Trump, however, complained on Twitter that the measure did too little for ordinary Americans. He urged legislators to increase payments to as much as $4,000 per couple and “get rid of the wasteful and unnecessary items from this legislation and to send me a suitable bill.”
On Wall Street, the S&P 500 declined to 3,687.26. About 65% of the companies in the index fell. Communication services, financial and other companies accounted for much of the selling.

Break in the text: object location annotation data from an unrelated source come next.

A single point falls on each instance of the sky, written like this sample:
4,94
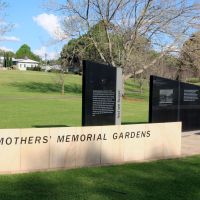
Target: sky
34,26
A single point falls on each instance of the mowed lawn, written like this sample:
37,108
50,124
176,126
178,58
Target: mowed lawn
177,179
33,99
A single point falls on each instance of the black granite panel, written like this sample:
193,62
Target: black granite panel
98,94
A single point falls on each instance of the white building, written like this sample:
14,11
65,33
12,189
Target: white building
23,64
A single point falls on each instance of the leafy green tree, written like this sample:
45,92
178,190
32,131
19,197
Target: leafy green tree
25,51
190,54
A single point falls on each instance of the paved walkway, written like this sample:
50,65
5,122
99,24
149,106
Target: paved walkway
190,143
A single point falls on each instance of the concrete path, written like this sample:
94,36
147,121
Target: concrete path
190,143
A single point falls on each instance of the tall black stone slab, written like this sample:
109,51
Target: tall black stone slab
101,94
163,101
171,101
190,106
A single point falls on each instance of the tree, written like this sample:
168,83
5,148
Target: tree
190,55
125,22
4,26
25,51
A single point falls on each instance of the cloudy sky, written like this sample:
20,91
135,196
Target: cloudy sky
34,26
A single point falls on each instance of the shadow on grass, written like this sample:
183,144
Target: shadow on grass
47,87
168,179
126,123
49,126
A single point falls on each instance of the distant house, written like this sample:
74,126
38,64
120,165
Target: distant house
23,64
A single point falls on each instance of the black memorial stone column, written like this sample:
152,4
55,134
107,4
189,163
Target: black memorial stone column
163,100
101,94
171,101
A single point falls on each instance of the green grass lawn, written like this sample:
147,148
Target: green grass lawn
33,99
160,180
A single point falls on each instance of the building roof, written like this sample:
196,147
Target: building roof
25,61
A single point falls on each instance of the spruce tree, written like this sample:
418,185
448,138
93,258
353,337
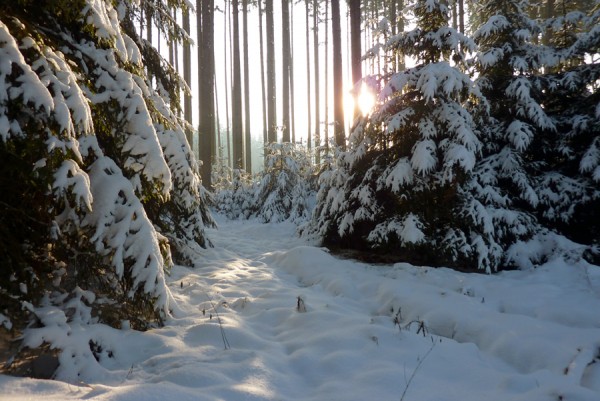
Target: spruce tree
403,187
99,185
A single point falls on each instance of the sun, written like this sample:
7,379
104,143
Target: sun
366,100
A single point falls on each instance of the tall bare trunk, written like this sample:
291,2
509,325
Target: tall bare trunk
237,130
461,15
187,77
262,74
285,64
316,72
227,71
356,53
338,90
206,85
308,102
247,134
271,95
326,117
292,103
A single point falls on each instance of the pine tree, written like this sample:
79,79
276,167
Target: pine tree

Tech companies rose.
The Dow Jones Industrial Average slid 0.7% to 30,015.51. The Nasdaq composite rose 0.5% to a record 12,807.92.
Even without the variant form of the virus, the resurgent pandemic has already been dragging on the U.S. economy.
Two reports Tuesday added to discouraging economic data.
One showed consumer confidence fell more than expected this month. Another showed the red-hot housing market is slowing.
In energy markets, benchmark U.S. crude lost 67 cents to $46.35 per barrel in electronic trading on the New York Mercantile Exchange. The contract fell 72 cents on Tuesday to $47.02. Brent crude, the basis for pricing international oils, declined 68 cents to $49.48 per barrel in London. It shed 83 cents the previous session to $50.08 a barrel.
The dollar declined to 103.48 yen from Tuesday's 103.67. The euro gained to $1.2186 from $1.2161.